Tour ends, chile season looms

Oh yeah. Word comes from New Mexico that this year’s chile crop should be killer. Hatch Valley farmer Jimmy Lytle told The Associated Press that his crop is about two weeks ahead of schedule and he hasn’t had “any problems whatsoever.” I can’t wait. I went through last year’s chile more rapidly than expected and have been making do with whatever I can find fresh at the grocery plus (ick) canned. It just ain’t the same.
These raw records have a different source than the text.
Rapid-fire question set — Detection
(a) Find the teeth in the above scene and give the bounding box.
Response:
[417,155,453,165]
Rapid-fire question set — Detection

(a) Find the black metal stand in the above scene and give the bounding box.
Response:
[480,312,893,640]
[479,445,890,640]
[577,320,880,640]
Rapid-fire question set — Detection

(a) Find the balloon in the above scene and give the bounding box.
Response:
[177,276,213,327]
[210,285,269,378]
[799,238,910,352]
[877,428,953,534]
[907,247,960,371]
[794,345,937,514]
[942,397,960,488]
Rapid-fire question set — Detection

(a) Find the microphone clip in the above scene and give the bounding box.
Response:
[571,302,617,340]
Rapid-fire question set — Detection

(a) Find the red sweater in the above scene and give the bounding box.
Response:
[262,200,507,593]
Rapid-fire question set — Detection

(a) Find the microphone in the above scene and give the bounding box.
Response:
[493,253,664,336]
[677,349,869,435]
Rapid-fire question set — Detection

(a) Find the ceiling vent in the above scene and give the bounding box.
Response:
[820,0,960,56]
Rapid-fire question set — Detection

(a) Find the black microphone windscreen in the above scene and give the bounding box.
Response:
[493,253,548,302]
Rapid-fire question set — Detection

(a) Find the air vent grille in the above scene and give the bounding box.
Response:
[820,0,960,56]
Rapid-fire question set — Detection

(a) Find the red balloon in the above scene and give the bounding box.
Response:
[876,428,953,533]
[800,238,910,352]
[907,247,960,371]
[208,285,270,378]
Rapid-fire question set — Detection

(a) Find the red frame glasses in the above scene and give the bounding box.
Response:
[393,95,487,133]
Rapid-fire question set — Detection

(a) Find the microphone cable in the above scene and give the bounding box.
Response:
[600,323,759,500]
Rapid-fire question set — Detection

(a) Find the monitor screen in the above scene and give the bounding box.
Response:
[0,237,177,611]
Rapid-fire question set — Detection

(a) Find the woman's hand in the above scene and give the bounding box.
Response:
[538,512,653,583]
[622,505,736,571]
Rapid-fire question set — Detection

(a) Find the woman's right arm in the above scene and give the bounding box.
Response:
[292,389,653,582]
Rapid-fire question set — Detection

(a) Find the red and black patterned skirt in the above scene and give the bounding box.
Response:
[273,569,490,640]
The parade into Paris is on as we speak. Ho hum. Out comes the champagne. A quick sip for the cameras and the plastic cups get tossed. What a waste of good wine. The only suspense remaining is who wins the finale on the Champs-Élysées. I’d love to see Thor Hushovd pip Mark Cavendish, but I think one of his teammates would have to grab a fistful of the little bastard’s jersey for it to happen.*

Meanwhile, a real race is going on right here in Colorado — the World Championship Pack-Burro Race in Fairplay, a 29-mile out-and-back footrace for men and jackasses alike to the top of 13,185-foot Mosquito Pass and back. My man Hal Walter is in the thick of it with his burro, Laredo, and you’ll be able to read all about it sometime in the next day or so at Hardscrabble Times.

* Jeebus. Mark Renshaw gassed it so hard out of that final corner he sucked all the oxygen out of Garmin-Slipstream’s lungs. That Manx git can flat make a bike hop.